Kami bicara panjang soal buku, soal semangat yang kadang padam, tapi tak pernah betul-betul hilang. Diam-diam AW telah menjadi mentor saya dalam rencana menerbitkan buku pertama. Meski usianya lebih muda, tapi dalam hal menulis buku, ia adalah senior saya. AW telah menerbitkan 14 buku—rata-rata dua setiap tahun.
Obrolan kami lalu mengalir ke hal yang lebih besar—tentang media hari ini, tentang PodiumNews. Saya utarakan kegelisahan saya: bagaimana media lokal makin terdesak oleh arus yang tak bisa diprediksi.

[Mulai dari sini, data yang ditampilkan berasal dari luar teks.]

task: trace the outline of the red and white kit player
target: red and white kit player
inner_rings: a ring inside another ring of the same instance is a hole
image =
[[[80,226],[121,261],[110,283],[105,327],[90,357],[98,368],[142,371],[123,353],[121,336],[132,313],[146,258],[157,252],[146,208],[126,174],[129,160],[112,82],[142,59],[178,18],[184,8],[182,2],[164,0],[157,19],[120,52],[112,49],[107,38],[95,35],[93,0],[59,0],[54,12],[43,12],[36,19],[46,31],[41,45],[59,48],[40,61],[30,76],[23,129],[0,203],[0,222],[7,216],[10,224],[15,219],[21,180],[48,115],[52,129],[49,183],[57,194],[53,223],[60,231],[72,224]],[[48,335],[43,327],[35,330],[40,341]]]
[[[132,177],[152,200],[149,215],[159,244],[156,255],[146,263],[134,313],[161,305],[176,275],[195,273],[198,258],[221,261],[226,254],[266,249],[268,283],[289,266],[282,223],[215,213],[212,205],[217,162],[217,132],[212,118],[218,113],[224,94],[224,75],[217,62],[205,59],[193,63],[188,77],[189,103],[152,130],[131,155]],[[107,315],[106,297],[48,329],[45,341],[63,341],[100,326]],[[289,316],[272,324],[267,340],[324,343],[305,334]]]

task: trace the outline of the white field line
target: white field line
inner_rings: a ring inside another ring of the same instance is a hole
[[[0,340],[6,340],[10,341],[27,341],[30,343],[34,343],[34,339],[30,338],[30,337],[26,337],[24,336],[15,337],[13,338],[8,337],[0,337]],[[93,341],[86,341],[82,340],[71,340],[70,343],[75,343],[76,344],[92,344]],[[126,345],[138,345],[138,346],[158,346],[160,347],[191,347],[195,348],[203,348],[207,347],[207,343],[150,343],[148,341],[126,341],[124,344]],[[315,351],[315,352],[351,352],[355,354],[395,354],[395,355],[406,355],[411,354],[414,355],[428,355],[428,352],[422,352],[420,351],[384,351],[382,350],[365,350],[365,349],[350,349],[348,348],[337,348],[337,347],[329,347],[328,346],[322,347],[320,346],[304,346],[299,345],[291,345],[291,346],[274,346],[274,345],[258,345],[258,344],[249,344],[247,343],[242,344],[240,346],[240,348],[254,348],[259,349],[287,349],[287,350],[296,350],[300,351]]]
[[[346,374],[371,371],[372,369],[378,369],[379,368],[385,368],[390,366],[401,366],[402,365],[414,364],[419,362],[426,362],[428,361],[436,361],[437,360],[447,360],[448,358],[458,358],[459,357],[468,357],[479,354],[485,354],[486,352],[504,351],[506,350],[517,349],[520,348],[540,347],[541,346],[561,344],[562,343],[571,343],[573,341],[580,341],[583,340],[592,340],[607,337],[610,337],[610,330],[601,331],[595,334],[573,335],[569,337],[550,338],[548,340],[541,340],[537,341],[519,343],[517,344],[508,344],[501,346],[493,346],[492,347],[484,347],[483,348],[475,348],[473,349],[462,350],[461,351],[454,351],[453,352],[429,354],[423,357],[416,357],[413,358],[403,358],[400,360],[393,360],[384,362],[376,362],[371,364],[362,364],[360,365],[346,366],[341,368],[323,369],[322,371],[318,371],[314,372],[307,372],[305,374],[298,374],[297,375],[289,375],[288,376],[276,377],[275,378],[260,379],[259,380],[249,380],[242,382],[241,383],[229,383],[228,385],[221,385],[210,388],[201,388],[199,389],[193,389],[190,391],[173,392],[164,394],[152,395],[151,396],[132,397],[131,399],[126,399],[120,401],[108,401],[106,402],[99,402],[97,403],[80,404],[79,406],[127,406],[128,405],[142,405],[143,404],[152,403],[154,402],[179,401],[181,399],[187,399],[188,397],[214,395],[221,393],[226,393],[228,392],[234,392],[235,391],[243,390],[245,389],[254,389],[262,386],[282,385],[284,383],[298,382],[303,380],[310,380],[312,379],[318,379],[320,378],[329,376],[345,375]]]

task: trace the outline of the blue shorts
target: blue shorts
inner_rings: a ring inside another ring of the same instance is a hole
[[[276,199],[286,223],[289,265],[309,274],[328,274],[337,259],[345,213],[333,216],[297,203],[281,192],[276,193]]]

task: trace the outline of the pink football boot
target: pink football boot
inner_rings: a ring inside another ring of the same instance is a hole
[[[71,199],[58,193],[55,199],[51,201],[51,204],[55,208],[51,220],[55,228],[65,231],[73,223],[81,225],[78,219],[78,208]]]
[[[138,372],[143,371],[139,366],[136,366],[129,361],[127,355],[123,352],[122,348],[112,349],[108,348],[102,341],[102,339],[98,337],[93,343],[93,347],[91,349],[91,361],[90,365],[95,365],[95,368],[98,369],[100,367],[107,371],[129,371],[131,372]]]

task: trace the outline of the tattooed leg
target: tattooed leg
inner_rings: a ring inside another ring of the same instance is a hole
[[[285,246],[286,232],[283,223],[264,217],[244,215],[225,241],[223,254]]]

Persaingan, ketidakpastian bisnis, dan penurunan kualitas jurnalisme jadi beban yang tak kecil.
“Saya lagi bereksperimen, mencoba merumuskan karakter media ini,” kata saya. “Kalau tidak, kita bisa stagnan. Bahkan tutup.”

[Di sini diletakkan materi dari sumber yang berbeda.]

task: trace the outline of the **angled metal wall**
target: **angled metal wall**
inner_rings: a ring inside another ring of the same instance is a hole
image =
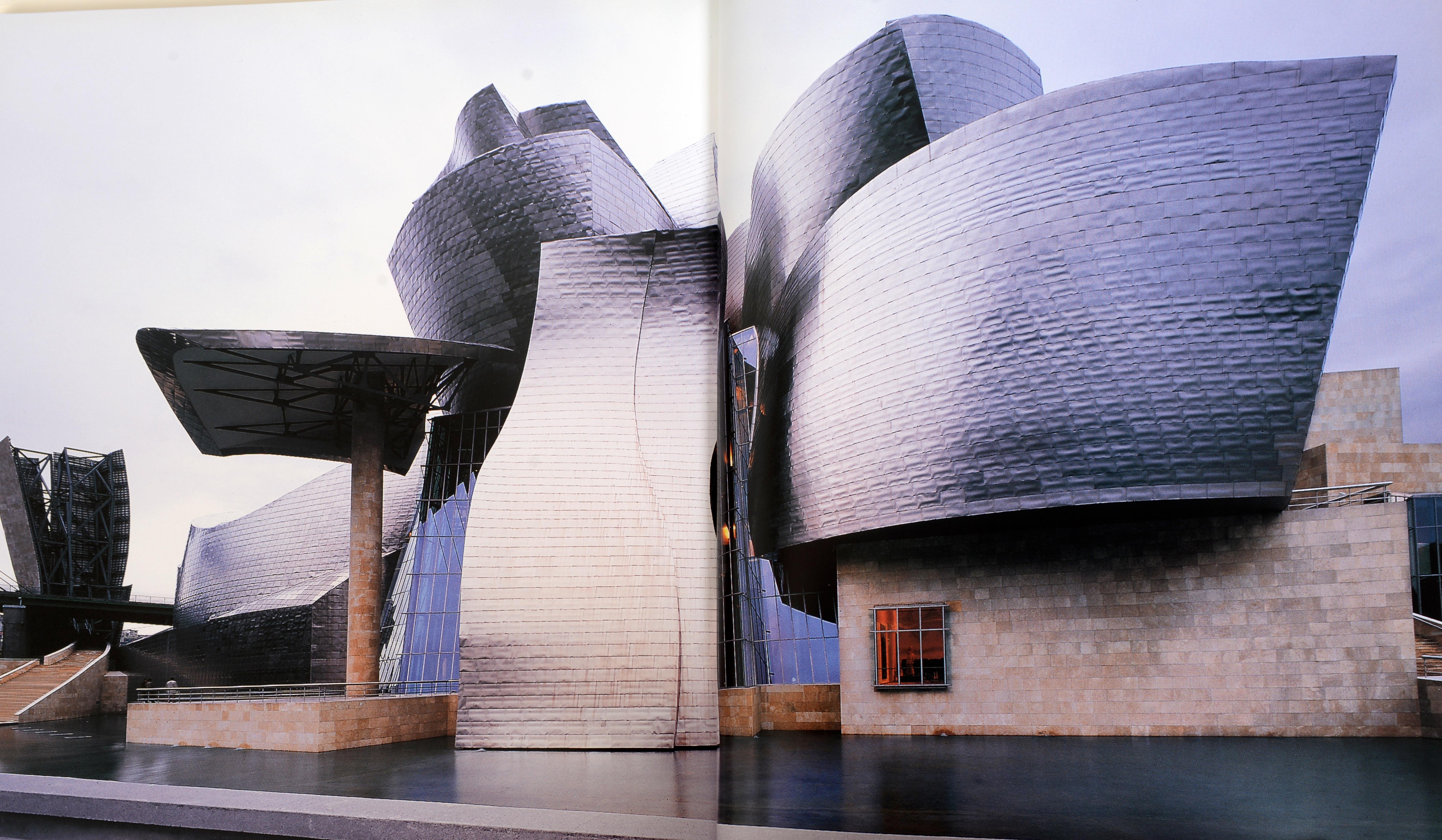
[[[715,228],[549,242],[480,470],[460,746],[714,745]]]
[[[893,20],[846,53],[792,105],[757,160],[741,326],[767,324],[802,249],[862,184],[929,141],[1038,94],[1041,73],[1021,49],[945,14]]]
[[[424,450],[418,455],[424,460]],[[382,552],[399,549],[411,524],[423,470],[385,474]],[[350,467],[330,470],[245,516],[192,526],[176,581],[176,628],[228,612],[268,608],[287,591],[324,595],[350,568]],[[288,602],[287,602],[288,604]]]
[[[777,307],[782,411],[758,429],[776,545],[1018,509],[1283,503],[1393,63],[1080,85],[858,190]]]
[[[676,151],[646,170],[646,183],[666,206],[675,228],[720,225],[717,138],[714,134]]]

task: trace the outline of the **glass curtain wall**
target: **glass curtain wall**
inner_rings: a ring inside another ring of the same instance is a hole
[[[839,683],[841,641],[835,595],[792,592],[774,556],[756,556],[748,523],[747,483],[751,429],[761,375],[754,327],[731,336],[727,367],[725,522],[721,527],[721,686]]]
[[[509,408],[431,421],[421,497],[381,622],[381,682],[397,692],[460,687],[460,573],[470,493]]]
[[[1412,532],[1412,611],[1442,620],[1442,494],[1407,500]]]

Saya jelaskan bahwa PodiumNews tidak mengejar sensasi. Kami sedang membangun jurnalisme makna—yang pelan, tapi punya pijakan. Tentu tak mudah. Biaya besar, SDM terbatas. Tapi saya percaya, arah itu perlu dijaga.

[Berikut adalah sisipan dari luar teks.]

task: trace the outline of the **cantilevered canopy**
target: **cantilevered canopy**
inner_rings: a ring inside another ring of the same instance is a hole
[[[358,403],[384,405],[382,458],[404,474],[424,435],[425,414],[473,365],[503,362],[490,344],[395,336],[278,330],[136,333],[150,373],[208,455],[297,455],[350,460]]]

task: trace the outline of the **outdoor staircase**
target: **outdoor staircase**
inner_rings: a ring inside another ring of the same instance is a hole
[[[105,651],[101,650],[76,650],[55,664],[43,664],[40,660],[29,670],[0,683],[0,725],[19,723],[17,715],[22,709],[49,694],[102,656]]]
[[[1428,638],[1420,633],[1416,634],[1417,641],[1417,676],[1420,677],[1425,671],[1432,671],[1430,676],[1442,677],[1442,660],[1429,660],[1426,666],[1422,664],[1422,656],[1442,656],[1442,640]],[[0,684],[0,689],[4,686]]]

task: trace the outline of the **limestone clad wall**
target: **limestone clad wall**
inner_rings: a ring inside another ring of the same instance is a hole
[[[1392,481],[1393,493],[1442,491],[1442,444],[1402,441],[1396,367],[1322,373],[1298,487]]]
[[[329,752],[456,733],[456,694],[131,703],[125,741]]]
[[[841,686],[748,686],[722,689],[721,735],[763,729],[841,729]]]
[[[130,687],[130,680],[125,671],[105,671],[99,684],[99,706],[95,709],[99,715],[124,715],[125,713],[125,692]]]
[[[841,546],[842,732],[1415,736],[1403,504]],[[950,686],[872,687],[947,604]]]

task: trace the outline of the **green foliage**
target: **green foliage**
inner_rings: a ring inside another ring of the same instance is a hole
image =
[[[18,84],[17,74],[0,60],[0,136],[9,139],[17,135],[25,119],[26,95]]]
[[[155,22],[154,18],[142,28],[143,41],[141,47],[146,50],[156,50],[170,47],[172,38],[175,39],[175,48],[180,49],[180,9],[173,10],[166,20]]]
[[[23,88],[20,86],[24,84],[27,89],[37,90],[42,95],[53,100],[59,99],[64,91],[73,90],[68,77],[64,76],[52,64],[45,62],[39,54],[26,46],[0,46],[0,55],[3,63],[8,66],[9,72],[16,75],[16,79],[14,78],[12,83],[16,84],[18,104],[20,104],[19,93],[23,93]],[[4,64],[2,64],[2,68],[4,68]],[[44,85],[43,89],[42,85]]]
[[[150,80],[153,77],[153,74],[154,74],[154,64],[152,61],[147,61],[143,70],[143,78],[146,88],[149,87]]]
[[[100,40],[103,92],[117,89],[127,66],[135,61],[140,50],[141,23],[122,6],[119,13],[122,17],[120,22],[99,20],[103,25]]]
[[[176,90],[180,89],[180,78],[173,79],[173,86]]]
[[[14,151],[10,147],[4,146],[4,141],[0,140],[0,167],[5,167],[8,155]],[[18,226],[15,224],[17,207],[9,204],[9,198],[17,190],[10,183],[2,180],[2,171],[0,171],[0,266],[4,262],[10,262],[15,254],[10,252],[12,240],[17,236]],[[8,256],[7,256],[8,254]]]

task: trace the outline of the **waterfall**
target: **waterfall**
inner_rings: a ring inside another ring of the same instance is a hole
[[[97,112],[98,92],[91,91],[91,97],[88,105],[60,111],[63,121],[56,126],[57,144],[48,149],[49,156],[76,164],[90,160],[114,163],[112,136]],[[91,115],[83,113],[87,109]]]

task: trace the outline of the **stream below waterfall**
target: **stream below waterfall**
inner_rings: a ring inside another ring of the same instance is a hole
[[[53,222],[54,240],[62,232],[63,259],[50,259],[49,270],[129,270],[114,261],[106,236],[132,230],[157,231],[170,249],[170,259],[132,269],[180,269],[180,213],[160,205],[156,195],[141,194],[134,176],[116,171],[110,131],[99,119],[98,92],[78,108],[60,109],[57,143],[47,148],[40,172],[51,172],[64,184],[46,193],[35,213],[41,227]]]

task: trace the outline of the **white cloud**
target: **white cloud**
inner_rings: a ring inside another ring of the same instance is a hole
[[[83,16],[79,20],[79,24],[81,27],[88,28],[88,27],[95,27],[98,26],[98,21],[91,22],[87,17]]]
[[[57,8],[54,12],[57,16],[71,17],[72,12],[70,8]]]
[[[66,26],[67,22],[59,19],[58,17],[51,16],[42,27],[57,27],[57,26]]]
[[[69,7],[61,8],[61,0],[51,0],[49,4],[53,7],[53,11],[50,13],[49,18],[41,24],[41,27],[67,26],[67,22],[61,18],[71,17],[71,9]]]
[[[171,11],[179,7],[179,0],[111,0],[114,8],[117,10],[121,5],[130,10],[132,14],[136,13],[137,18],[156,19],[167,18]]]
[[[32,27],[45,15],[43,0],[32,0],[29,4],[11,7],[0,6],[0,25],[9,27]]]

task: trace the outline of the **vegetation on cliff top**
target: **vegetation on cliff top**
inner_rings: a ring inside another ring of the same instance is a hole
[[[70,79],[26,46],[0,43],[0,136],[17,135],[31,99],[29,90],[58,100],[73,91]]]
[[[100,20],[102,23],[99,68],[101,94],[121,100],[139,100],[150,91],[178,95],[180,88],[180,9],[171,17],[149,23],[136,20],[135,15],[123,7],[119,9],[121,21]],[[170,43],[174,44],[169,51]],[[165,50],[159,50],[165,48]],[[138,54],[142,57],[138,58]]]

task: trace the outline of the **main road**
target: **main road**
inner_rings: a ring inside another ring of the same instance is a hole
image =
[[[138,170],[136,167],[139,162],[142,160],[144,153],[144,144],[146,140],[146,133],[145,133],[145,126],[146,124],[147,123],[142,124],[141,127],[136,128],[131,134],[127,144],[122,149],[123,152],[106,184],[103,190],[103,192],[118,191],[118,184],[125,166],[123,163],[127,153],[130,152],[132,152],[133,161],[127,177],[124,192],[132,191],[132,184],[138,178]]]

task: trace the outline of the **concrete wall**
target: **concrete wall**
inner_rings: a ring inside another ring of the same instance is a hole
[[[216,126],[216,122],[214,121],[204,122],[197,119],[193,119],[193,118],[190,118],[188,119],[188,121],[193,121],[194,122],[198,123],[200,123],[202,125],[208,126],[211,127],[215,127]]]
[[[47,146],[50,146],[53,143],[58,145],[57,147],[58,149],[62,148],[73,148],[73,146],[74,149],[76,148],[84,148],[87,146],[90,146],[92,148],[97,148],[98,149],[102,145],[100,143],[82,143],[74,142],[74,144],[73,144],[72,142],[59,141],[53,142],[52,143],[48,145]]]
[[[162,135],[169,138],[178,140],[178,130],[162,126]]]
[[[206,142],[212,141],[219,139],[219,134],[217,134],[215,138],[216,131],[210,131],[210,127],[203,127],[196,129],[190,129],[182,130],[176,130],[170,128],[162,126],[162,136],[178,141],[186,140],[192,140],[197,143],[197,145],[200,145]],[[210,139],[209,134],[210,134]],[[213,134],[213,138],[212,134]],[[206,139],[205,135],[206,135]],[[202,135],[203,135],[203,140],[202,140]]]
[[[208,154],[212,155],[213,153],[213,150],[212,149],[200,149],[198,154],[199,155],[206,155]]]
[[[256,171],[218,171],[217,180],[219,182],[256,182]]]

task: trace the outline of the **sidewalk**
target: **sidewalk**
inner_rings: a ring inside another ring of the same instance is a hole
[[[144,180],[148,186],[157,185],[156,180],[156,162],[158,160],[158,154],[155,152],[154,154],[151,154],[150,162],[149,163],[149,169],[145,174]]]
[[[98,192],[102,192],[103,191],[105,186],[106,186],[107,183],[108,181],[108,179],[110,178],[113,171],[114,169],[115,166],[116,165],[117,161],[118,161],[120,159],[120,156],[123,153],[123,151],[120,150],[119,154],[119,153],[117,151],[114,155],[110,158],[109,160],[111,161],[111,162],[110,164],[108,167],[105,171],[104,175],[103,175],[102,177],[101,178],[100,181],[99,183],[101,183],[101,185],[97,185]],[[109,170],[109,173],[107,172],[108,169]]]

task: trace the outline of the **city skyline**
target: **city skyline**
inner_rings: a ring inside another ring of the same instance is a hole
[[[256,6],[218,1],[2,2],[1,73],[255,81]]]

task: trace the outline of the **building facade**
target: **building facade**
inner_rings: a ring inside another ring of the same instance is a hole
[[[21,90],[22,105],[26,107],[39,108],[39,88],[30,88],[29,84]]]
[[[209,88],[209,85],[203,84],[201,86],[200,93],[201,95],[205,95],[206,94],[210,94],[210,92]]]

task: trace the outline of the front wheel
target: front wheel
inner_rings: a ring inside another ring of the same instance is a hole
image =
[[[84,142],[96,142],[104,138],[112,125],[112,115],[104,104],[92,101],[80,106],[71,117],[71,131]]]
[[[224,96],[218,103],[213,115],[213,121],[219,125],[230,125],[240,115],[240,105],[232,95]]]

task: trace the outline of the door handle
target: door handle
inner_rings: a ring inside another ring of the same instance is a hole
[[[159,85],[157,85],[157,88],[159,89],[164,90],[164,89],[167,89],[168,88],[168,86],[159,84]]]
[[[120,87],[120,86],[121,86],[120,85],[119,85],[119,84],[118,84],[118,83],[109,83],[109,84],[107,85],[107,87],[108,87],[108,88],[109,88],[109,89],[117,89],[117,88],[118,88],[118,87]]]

Ia mendengar dengan tenang, seperti biasa. Lalu saya bercerita soal rencana yang lain, yang lebih jauh: membangun kedai kopi tematik di kampung, di tepi sawah. Namanya sudah ada: Redaksi.
“Saya sudah tanam beberapa pohon di lahannya. Biar lima tahun lagi sudah cukup rindang. Tempatnya akan gabungkan ruang terbuka dan nuansa ruang redaksi. Semacam tempat ngopi yang tetap mengajak berpikir,” kata saya.
Mungkin ia paham, bahwa yang sedang tumbuh bukan hanya daun dan akar—tapi juga harapan yang pelan-pelan sedang saya rawat.
“Semoga lagi lima tahun, pohon-pohon itu sudah tumbuh,” kata saya dalam hati.
Tak terasa, dua gelas kopi habis. Jam menunjukkan setengah dua siang. AW berpamitan karena ada janji lain. Ia pergi dengan sepeda motornya. Tak banyak kata yang tersisa.
Tapi saya tahu: pagi itu bukan sekadar soal nasi bungkus atau buku pinjaman. Itu adalah pagi yang menyelipkan keberanian—untuk menulis, menerbitkan, dan merawat satu demi satu yang belum selesai.
Karena kadang, menunda justru bentuk paling jujur dari kesadaran. Bahwa hidup punya musimnya sendiri. Dan tak semua yang baik, harus selesai tergesa.
Seperti kopi yang baik, beberapa niat memang perlu dibiarkan mengendap. Hingga waktunya tiba—dan kita benar-benar siap meneguknya. (*)
Menot Sukadana
Pernah muda, masih ngopi, belum pensiun dari mikir.